Tesla Deal Boosts Chinese Presence in US Auto Tech (reuters.com)
From a Reuters report:China's Tencent has bought a 5 percent stake in U.S. electric car maker Tesla for $1.78 billion, the latest investment by a Chinese internet company in the potentially lucrative market for self-driving vehicles and related services. Tencent's investment, revealed in a U.S. regulatory filing, provides Tesla with an additional cash cushion as it prepares to launch its mass-market Model 3. Tesla's shares were up 2.9 percent at $277.03 in midday trading on Tuesday, enabling it to rival Ford as the second-most-valuable U.S. auto company behind General Motors. The deal expands Tencent's presence in an emerging investment sector that includes self-driving electric cars, which could enable such new modes of transportation as automated ride-sharing and delivery services, as well as ancillary services ranging from infotainment to e-commerce.
Since you asked.... and speaking strictly for myself of course, because I am probably not in Tesla's (or any electric car manufacturer's) target demographic for an electric car. I live in an apartment, and I can't charge it at home because the parking stalls for the building residents don't have individual electrical outlets. Basically, anyone who lives in an apartment building that wasn't built in about the past 10 years or so is probably in the same boat. I know that newer buildings do have outlets in the parking stalls, but there's still one hell of a lot of older buildings around that aren't going anywhere.

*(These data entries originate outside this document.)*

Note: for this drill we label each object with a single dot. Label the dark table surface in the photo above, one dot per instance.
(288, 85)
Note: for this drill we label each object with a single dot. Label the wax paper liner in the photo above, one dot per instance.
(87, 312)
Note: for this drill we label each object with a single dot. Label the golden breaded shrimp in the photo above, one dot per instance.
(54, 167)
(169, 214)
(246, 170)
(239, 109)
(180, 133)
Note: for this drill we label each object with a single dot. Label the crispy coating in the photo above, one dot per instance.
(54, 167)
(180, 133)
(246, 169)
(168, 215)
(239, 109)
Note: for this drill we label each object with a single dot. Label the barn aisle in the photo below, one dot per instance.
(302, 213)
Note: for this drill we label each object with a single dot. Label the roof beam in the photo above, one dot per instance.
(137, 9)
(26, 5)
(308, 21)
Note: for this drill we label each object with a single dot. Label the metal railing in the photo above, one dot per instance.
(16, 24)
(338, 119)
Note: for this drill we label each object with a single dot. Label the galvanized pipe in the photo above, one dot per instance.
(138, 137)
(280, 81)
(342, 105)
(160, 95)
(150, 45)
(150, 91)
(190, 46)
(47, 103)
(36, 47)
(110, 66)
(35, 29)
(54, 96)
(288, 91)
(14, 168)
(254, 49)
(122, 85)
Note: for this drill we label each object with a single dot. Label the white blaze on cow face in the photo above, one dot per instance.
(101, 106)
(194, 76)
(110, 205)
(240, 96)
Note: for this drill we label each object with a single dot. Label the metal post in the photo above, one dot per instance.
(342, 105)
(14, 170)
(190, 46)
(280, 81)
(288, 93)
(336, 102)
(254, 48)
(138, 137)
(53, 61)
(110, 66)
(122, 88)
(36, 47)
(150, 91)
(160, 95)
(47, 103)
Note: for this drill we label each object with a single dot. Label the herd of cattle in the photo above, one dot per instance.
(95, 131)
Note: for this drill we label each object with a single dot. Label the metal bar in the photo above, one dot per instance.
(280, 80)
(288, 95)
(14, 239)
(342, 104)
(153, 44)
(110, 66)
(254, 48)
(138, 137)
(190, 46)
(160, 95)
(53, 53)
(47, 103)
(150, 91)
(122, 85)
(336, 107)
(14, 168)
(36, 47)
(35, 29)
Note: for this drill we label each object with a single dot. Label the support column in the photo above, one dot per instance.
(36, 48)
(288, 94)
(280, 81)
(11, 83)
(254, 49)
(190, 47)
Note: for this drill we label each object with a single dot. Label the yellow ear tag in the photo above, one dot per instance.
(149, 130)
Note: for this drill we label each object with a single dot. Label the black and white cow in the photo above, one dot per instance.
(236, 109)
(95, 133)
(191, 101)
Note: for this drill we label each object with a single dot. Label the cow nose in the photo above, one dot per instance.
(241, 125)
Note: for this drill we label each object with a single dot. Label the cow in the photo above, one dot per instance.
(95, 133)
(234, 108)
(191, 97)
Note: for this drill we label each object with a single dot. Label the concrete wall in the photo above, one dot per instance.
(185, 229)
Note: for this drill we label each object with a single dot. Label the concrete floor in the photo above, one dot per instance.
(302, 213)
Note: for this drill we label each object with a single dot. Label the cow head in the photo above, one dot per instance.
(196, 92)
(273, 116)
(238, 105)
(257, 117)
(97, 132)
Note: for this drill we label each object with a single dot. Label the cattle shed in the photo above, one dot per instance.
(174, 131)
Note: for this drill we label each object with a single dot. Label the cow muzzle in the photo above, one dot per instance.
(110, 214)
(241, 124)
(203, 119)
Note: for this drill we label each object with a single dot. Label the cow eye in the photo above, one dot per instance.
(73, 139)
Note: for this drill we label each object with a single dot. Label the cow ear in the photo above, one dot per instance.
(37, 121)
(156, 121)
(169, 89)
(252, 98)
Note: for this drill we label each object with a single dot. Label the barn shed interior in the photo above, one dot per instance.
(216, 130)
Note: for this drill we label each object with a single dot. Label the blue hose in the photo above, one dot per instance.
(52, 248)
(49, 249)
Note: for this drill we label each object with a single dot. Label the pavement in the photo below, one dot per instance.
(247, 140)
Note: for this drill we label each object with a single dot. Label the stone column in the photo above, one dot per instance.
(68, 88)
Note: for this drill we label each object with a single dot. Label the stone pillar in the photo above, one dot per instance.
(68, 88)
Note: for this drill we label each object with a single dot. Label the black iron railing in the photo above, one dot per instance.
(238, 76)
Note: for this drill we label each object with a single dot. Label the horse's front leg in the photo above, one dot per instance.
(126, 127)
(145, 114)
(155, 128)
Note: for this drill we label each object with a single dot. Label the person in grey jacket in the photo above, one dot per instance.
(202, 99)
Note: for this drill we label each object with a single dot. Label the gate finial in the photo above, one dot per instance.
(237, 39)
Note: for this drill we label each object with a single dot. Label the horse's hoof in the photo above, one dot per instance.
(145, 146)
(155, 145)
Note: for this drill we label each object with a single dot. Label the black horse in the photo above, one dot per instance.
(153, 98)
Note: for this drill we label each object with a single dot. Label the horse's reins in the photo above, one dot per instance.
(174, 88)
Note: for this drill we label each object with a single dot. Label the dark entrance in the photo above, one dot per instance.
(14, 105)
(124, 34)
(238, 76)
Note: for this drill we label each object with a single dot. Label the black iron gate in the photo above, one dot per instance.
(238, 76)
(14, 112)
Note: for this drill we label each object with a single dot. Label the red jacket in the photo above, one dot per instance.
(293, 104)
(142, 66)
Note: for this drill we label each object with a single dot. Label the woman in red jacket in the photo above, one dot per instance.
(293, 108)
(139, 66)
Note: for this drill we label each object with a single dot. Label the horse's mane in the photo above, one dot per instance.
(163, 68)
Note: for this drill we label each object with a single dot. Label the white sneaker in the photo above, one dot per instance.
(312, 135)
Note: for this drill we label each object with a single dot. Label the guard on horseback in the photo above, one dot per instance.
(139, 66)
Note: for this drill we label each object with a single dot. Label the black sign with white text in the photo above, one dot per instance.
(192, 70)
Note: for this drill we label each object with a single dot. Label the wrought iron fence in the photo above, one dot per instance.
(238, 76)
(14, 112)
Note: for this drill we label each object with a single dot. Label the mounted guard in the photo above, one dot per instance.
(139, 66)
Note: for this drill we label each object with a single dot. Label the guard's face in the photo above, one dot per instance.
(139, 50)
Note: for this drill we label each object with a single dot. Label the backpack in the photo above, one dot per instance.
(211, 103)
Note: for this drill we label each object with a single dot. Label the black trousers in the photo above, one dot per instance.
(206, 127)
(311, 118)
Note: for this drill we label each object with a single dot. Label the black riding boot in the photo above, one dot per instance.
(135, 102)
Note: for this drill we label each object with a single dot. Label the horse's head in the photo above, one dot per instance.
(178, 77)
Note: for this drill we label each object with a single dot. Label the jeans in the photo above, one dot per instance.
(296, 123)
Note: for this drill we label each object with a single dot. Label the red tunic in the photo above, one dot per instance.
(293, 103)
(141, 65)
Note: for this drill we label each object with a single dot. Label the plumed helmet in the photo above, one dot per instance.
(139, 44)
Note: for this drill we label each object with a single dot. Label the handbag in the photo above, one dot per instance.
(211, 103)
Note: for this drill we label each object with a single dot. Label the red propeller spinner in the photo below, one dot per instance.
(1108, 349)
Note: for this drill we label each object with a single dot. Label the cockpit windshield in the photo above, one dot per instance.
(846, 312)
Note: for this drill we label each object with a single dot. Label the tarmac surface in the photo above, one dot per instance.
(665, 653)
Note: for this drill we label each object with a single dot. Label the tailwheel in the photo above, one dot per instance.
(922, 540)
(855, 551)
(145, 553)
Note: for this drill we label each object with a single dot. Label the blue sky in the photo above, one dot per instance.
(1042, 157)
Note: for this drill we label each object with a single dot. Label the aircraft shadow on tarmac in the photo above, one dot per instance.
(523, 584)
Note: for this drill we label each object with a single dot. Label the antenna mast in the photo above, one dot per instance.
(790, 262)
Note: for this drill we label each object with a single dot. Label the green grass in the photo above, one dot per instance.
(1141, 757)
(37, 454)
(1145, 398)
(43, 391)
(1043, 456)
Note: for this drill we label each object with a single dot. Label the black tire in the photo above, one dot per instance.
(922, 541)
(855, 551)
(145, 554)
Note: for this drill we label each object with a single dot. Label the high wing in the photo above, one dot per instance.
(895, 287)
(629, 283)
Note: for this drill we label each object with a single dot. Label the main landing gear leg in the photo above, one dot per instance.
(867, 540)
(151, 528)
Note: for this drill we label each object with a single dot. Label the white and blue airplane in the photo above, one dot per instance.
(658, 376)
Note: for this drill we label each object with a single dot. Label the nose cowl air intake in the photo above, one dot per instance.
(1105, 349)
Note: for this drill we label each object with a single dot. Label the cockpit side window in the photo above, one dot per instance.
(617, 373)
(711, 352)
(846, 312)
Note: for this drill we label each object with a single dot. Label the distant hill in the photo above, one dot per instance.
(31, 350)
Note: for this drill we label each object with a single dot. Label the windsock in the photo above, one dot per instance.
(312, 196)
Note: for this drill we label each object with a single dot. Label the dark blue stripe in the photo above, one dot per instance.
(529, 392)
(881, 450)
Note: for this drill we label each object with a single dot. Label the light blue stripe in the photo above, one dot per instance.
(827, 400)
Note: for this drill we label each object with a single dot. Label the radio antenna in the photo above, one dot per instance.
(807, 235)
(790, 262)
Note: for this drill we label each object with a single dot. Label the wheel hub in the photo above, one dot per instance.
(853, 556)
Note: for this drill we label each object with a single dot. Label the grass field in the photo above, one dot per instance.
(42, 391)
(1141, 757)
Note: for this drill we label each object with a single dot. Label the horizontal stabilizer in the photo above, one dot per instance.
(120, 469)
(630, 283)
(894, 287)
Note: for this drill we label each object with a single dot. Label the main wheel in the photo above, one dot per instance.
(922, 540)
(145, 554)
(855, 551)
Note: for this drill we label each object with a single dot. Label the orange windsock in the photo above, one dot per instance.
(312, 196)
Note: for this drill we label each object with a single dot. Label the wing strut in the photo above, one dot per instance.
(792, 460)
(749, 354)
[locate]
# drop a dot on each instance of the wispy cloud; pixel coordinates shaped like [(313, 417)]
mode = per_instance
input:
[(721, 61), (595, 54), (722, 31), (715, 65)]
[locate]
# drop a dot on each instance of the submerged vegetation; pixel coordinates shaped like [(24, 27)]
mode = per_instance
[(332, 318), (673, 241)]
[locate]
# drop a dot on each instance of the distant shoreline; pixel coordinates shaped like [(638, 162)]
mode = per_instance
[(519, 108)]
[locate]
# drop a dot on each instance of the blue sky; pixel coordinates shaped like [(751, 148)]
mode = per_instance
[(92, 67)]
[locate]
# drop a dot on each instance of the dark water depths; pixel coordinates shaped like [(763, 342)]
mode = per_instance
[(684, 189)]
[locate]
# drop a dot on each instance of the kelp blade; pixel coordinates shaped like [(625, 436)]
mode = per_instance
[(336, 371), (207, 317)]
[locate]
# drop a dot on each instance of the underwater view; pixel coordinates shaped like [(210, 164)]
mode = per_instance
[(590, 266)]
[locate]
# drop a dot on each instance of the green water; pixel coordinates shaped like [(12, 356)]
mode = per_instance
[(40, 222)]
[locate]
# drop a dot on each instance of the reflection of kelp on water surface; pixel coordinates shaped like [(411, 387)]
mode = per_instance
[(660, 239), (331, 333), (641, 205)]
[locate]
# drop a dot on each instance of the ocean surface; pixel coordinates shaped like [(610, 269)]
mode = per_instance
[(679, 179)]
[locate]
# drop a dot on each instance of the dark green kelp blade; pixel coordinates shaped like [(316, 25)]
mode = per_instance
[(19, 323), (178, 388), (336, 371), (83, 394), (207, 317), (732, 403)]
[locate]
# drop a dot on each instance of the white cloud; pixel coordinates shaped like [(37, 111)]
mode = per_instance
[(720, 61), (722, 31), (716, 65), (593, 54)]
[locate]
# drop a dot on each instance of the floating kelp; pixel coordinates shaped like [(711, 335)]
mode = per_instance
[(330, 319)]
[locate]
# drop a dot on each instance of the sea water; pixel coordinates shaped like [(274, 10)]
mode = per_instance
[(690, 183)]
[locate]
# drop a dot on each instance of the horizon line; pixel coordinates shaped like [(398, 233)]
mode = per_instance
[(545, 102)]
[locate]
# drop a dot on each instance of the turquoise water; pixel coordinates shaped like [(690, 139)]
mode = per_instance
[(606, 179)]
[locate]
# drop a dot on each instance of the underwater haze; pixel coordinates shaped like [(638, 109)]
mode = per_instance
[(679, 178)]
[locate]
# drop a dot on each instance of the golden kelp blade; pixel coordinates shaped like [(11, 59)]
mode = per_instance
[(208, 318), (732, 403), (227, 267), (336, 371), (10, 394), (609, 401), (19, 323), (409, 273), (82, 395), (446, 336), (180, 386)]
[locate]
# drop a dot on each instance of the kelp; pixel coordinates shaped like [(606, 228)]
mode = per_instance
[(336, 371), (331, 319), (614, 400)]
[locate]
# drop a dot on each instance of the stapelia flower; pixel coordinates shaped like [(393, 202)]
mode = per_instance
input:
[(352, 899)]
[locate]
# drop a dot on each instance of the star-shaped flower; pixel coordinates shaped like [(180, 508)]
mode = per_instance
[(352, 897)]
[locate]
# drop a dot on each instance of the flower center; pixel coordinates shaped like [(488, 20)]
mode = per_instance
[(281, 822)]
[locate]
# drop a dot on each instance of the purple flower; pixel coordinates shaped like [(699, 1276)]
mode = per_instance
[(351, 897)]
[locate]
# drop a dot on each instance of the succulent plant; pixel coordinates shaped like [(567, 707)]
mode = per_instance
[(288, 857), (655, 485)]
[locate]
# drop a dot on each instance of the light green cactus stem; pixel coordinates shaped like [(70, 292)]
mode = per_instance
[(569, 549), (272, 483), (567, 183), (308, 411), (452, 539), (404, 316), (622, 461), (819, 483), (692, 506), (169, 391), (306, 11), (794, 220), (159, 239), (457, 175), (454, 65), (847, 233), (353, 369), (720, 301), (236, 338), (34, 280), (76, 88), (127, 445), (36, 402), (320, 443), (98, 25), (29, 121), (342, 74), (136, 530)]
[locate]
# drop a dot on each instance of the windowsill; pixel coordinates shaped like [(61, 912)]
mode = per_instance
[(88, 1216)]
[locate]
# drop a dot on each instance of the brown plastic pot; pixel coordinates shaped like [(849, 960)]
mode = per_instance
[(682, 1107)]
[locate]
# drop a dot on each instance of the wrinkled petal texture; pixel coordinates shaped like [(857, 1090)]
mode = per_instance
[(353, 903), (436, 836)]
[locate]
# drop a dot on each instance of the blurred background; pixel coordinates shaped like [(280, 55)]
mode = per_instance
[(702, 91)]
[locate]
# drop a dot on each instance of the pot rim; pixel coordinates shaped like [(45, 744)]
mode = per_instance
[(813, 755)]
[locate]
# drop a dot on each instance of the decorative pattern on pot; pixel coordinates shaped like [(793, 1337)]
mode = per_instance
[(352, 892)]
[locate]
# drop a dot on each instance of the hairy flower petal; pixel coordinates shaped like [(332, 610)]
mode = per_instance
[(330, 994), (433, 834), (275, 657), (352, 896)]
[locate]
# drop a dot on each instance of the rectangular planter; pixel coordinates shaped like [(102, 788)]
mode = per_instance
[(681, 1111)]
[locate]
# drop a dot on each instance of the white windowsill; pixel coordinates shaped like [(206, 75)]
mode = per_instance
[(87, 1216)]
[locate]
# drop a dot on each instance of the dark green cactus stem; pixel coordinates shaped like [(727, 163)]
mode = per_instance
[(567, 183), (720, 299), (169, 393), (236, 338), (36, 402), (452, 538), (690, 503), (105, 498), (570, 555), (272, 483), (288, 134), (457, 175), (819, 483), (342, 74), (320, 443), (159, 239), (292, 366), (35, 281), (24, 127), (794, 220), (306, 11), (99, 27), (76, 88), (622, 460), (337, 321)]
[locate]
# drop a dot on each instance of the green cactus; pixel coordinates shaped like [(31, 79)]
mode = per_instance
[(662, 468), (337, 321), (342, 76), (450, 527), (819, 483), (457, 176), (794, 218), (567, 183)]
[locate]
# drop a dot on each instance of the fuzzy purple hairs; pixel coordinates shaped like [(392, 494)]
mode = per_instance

I would totally get an electric car if I lived in a place where I could charge it over night, but that's just not going to happen anytime in the foreseeable future.
File under 'M' for 'Manic ranting'
It depends on what Tencent is allowed access to.
The company that my wife works for was bought by a foreign company and that foreign company is basically only allowed its share of the profits as an owner. For anything else it wants, it has to "buy" the information as part of a product transaction just like any other company, and even the executives of the foreign owners are not allowed uncontrolled access to the facility.
Do not look into laser with remaining eye.
It's going to be awhile before it's under $30,000. They're projecting $35,000 for the entry-level models, presumably with fairly short ranges and lower power output levels compared to what most electric car buyers will actually want.
If the Model 3 proves as successful as they're hoping then I expect other car manufacturers to look increasingly toward electrics, but I doubt that conventional internal combustion vehicles will be entirely out of production by the end of my lifetime. There are too many situations where a vehicle doesn't have access to the power grid when it needs fuel, or too many situations when a vehicle needs more range without recharge-delay to spell the complete end of the gasoline or diesel engine in passenger cars and light trucks, and then there's the cost factor. Right now it appears to cost more to manufacture an electric than a gasoline-burning veihlcle. This becomes especially important in the low-end, where buyers that want new cheap cars shop. Until that market is satisfied then I don't see the end of ICE powerplants on the horizon.
Do not look into laser with remaining eye.
"Once they release that model 3 for under 30,000"
That's going to take a while. They'll be fortunate to get it released at the promised $35k - although they were promising $30k some years ago and then quietly upped it.
There are more than a few Tesla-bashers who complain extensive auto experience that have been saying that selling the base model at even $45k would be barely profitable, if at all.
Pain is merely failure leaving the body
There are more than a few Tesla-bashers who complain extensive auto experience that have been saying that selling the base model at even $45k would be barely profitable, if at all.
If there's one thing I learned from the dot com bust; it's if you're losing money on each unit sold, you just need to sell more of them and make it up on volume. ;-)
Well, aside from it looking fugly.......I think I read its 0-60mph times are like 11+ seconds???
Nope..I want a performance car, that looks good too. I'd like something like the original Tesla Roadster...or something in that ballpark for looks and performance but in the range of a Corvette price.
I don't really give a damn about pollution or mileage, but if I could get good looks and performance in an electric car for a reasonable price, I'd do it...
Range is a big deal too...as that I need to be able to bug out of NOLA when hurricanes come this way and often that means long times in traffic if you don't leave quite early enough, on a HOT summer day where AC is a necessity.
Light travels faster than sound. This is why some people appear bright until you hear them speak.........
It is going to be a while (a long while) before you start seeing electric sports cars with any decent range. The problem is the batteries. Batteries are still extremely heavy, which makes trying to make an electric version really difficult that handles at the same level as a gas electric car. Sure, you can make it look sporty, but it'll still have handing issues that gas cars don't have to deal with.
For example, a new corvette stingray is ~3200 pounds, while a tesla model S is ~4800 pounds. That extra 50% mass hurts when you are trying to change directions.
Just like you or I could (except in much higher volume). Unless a special arrangement is made, they don't get anything other than minority voting rights, a share in stock price appreciation and (at least eventually?) dividends.